The Korean Institute of Fusion Energy announced a new world record for the length of time it managed to sustain temperatures seven times hotter than the sun’s core
KSTAR, KFE’s fusion research device which it refers to as an “artificial sun,” managed to sustain plasma with temperatures of 100 million degrees for 48 seconds during tests between December 2023 and February 2024, beating the previous record of 30 seconds set in 2021.
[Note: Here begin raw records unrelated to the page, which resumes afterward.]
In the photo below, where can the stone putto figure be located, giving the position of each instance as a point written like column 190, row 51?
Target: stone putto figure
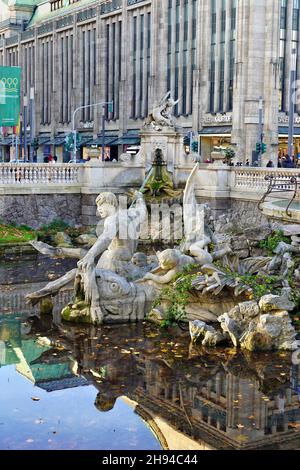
column 160, row 116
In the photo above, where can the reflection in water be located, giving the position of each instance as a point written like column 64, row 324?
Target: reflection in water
column 84, row 378
column 189, row 396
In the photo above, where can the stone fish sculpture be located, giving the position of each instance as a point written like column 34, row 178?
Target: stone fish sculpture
column 119, row 301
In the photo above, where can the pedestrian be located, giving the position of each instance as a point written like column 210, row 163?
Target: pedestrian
column 288, row 162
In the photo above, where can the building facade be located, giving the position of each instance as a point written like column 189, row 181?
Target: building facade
column 218, row 57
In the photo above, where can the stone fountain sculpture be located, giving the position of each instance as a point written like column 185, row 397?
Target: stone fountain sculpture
column 115, row 284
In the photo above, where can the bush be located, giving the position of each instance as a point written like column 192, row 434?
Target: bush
column 272, row 242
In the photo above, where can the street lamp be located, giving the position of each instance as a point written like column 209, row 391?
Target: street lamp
column 25, row 103
column 31, row 119
column 103, row 104
column 261, row 128
column 292, row 104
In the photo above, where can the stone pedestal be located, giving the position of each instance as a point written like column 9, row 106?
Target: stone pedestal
column 170, row 142
column 218, row 159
I’m honestly more impressed about that last line, running at 70 million for 17.5 minutes. Duration/stability being the key to this tech, that’s pretty impressive.
Wait, but hold on…
The achievement was announced on Friday by Gong Xianzu, a researcher at the Experimental Advanced Superconducting Tokamak (EAST) at the Hefei Institutes of Physical Science of the Chinese Academy of Sciences in China’s Anhui Province. The device, which replicates the atom-building process that occurs at the center of stars and gives them their luminosity and warmth, held plasma at a temperature of 120 million degrees Celsius for 101 seconds and at the even hotter temperature of 160 million degrees Celsius for another 20 seconds.
The Experimental Advanced Superconducting Tokamak (EAST), a nuclear fusion reactor research facility, ran at 70 million degrees Celsius for as long as 1,056 seconds (17 minutes, 36 seconds), Xinhua reported.
I guess technically 120 million != 100 million…
I’m honestly more impressed about that last line, running at 70 million for 17.5 minutes. Duration/stability being the key to this tech, that’s pretty impressive.
Well, clearly, to be China is against the rules.